PE afficionados should note the recent work of happiness researchers Elizabeth Dunn and Michael Norton. Dunn and Norton (NY Times, Sunday Review, July 8, 2012) have found that additional income buys us little additional happiness once we reach a comfortable living standard. They quote a Princeton study using Gallup polling data from almost a half million American households that shows that money creates little beneficial effect after reaching the $75,000 mark.
So more monetary or other quantitative incentive is not necessarily the carrot that should be dangled before top salesmen to maintain and increase effort. What needs to be maintained and augmented when PE managers take over an entrepreneurial venture is a sense of mission and purpose. That is not an easy thing to sell to a sales staff that knows a portfolio company is probably being groomed for a quick sale. The ultimate failure of “Chainsaw Al” Dunlop’s abrasive, cynical, short-term management style is surely a cautionary tale for all PE portfolio managers.
Sales has to be approached on the basis of long-term sustainability and corporate mission, not excessive near-term monetary motivation.
Pericles Mazarakis of Thomas H. Lee Parters, who was the Chairman of The Capital Roundtable seminar I attended last week, acknowledged a need for more non-monetary thinking around sales incentivization with a story of an incident he observed at Remington a number of years ago (I am reporting this from memory): A certain sales director at Remington kept his staff’s efficiency and enthusiasm high, not by monetary carrots or demanding quotas, but by the simple expedient of placing a xeroxed sheet on the desks of salesmen who did well, saying, “Great job! You are killing it!” The consulting firm looking at the company found that these cheap xerox sheets were being framed by these salesmen and meant more than any quantitative reward.

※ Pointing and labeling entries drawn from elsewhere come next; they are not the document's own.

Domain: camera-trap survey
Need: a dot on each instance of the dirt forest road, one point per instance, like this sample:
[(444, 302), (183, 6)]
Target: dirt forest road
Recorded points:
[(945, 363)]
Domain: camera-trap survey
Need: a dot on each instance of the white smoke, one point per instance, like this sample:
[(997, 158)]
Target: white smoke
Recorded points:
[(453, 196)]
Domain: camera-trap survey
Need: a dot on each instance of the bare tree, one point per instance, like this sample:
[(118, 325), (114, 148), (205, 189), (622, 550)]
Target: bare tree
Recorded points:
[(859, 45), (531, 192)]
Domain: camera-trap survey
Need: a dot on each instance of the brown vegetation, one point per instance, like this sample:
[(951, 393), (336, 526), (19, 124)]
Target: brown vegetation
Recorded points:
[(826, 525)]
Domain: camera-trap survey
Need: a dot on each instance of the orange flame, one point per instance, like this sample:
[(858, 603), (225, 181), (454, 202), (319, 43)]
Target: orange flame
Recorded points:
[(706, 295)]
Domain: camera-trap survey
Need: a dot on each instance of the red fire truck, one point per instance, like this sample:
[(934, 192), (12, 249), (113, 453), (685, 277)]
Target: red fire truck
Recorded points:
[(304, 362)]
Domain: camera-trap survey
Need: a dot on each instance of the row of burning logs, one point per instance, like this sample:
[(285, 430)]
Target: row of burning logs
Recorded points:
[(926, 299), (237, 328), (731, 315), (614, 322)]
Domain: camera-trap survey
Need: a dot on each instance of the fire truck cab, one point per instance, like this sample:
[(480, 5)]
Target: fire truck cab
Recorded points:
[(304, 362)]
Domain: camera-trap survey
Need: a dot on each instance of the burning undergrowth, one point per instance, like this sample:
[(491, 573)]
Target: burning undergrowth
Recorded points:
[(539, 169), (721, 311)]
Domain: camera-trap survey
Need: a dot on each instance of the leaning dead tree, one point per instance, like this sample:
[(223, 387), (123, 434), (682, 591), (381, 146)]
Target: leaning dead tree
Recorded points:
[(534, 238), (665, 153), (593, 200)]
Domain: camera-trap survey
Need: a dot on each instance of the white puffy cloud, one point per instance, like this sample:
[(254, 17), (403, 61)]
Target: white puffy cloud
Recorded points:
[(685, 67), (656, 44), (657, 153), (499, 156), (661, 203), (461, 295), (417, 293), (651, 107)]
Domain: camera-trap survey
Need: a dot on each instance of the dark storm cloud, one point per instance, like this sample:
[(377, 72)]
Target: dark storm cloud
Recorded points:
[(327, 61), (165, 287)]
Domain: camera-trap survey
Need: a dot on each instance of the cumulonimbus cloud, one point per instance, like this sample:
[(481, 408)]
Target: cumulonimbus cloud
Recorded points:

There has to be a way to emphasize more the salesman’s need for meaning if PE companies want to maintain and expand sales force efficacy. That means framing a non-quantitative sense of pride, belonging, and ownership, even with the shortened profitability timeline of PE managers. The Gordian Knot of sales maximization is really not amenable to the rough hewn solution of Alexander the Great. Even from the near term profitability perspective of the PE investor, there really is no quantitative silver bullet because the sales conundrum is the most immutably human of business problems.
PE portfolio managers, or anyone else seeking the silver bullet for successful, engaged sales solutions, long or short-term, might begin with Albert Schweitzer’s words about success. He said, “Success is not the key to happiness. Happiness is the key to success. If you love what you are doing, you will be successful.” Thank you, Albert.